Jorge and I are going through a huge transition right now. Never strangers to change in general, this isn’t our first foray into uncharted waters. However, this feels massive.
As fellow creatures of habit, I’m quite sure you can relate to this. Here’s what I know about transitions: 2 parts scary, 2 parts exciting, 4 parts inevitable.
During such undulating times, we have a few choices and believe me, we’ve considered all of them thoroughly.
1) Freak out. Tried that a couple of times. I’ve found that it is neither effective nor productive.
2) Pay close attention to what we all have but often overlook or undervalue: our intuition.
3) Leap….and a net will appear. If your actions are in alignment with your core beliefs, and if they honor your gifts and reflect your true self, everything will work out even if you can’t quite imagine how.
I love the way that transition is thought of and talked about in Chinese medicine. It gives me peace of mind and strength during times of growth and uncertainty. For starters, the spleen is the organ of transition, so it feels useful to explain a little bit about why that is and how we can support and nourish our spleens during dynamic times.
Think about the transition of seasons. Each season corresponds with a different organ: spring corresponds with the liver, summer with the heart, fall with the lungs and winter with the kidney. What’s especially interesting is that there is a transitional time between seasons that is governed by the spleen. Ever gotten sick with the change of seasons? This could indicate a weakness in your spleen energy.
Ok, back up a minute. The spleen? In Western medicine, the spleen is involved with our immunity. However, if it ruptures, becomes cancerous or disease-ridden, it’s an organ (much like the gallbladder or the uterus) that we can survive without. Not so in Chinese medicine. In fact, even if our spleen, gallbladder or uterus is no longer with us, the energetics of the organ remain and are STILL subject to imbalance, leading to symptoms specific to that organ.
In Chinese medicine, the Spleen is Queen. She is the Mother Earth, if you will. As Mother Earth, she is at the helm of the digestive system, and we must worship her in very specific ways. A weak spleen can lead to symptoms like fatigue, bloating, difficulty digesting foods, loose bowel movements, or insatiable sugar cravings. Who needs that? Pay attention to some of the ways in which you can nourish Queen Spleen:
- Start the day with a hot morning tonic.

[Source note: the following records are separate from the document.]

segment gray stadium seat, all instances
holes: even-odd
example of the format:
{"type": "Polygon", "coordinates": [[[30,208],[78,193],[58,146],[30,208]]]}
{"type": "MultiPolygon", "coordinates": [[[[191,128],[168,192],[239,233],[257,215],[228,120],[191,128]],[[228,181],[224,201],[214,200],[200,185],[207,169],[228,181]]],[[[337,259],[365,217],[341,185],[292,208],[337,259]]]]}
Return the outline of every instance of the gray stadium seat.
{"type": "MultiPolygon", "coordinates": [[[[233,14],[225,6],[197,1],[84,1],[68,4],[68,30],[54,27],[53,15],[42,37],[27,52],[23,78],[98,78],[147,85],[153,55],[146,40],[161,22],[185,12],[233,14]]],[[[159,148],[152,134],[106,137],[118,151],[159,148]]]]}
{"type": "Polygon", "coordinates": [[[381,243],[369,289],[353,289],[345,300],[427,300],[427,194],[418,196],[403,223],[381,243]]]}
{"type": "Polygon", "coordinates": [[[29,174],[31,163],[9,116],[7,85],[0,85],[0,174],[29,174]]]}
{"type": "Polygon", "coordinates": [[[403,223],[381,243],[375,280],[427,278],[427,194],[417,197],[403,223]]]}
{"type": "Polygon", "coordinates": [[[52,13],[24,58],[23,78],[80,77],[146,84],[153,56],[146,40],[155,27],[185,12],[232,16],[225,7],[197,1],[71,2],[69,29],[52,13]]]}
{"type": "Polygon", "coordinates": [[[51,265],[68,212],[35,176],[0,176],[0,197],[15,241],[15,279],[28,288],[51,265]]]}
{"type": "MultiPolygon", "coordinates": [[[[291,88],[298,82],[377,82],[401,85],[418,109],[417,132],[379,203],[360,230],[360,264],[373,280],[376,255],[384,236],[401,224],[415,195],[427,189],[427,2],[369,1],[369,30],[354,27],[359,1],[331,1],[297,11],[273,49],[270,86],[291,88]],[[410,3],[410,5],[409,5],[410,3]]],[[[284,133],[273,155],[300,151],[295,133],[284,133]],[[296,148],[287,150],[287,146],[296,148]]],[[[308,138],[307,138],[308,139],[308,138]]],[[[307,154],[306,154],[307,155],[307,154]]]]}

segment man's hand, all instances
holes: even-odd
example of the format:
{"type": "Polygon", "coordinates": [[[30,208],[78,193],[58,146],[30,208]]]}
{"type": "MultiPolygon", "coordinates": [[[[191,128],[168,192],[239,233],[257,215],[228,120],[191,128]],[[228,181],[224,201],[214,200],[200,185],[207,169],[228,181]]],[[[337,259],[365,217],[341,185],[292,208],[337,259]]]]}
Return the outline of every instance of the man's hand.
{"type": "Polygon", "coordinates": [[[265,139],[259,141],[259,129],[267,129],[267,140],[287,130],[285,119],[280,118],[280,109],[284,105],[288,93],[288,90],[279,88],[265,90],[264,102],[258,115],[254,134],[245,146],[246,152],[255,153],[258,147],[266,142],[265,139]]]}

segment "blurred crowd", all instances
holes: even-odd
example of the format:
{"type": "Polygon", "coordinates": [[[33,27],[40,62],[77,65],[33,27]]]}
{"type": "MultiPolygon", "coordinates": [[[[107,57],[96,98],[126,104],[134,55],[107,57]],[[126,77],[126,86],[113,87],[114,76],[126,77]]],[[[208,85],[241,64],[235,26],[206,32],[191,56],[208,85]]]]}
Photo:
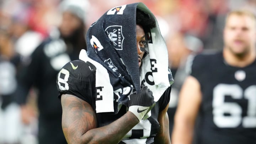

- Eat until you are no more than 70% full.
- Eat warm, cooked meals and limit raw foods as much as possible.
- Eat slowly and mindfully. Put your fork down in-between bites (i.e. sloooow down).
- Avoid eating within 2 hours of your bedtime.
- Eat smaller meals more frequently (5 small meals as opposed to 3 large ones).
- Shop for and eat fruits and veggies that are in-season.
I don’t know about you, but when I’m on the brink of a transition, I often have a hard time letting go. Thankfully, there are energetic aspects of certain organs can help us understand why we get hung up or stuck in ways that keep us from letting go of things that are no longer serving us, or from transitioning into a new phase of our lives.
The liver energy is said to influence our ability to plan a life for ourselves and establish a sense of direction. If the liver is healthy and well-nourished, we have the wisdom and vision needed to plan our lives. If the liver is weak, we can feel lost or confused as to our life’s purpose.
And then there’s the gallbladder. The liver and gallbladder depend on one-another to perform their respective functions and there is an aspect of the gallbladder energy that contributes to fulfilling your life’s purpose. The gallbladder controls the capacity to make decisions. It helps to turn our drive and vitality into positive and decisive action. It’s no coincidence that we describe someone who has gumption and gusto as having the “gall” to do something. When it comes to letting go or taking steps towards change, we need courage and initiative. We need “gall”.
Our kidneys are involved in this as well. Chinese medicine recognizes that the kidneys determine our will power. If the kidneys are strong, the mind will be focused on our goals and will pursue them without distraction. If the kidneys are weak, the mind will be easily discouraged or might meander aimlessly.
The tome of Chinese medicine could very well be the Huangdi Nei-Jing, which was written by the Yellow Emperor who reigned in China around 3000 BCE. Here’s what he has to say about transition:
“The birth of everything is derived from transformation, and the death of everything is derived from change. Success and failure are determined by the struggle between transformation and change.” ~The Yellow Emperor
So leap and the net will appear. Or then again, leap knowing that you can fly.
*PS: We are not having another baby, moving or changing careers. Don’t worry, you’ll find out soon enough.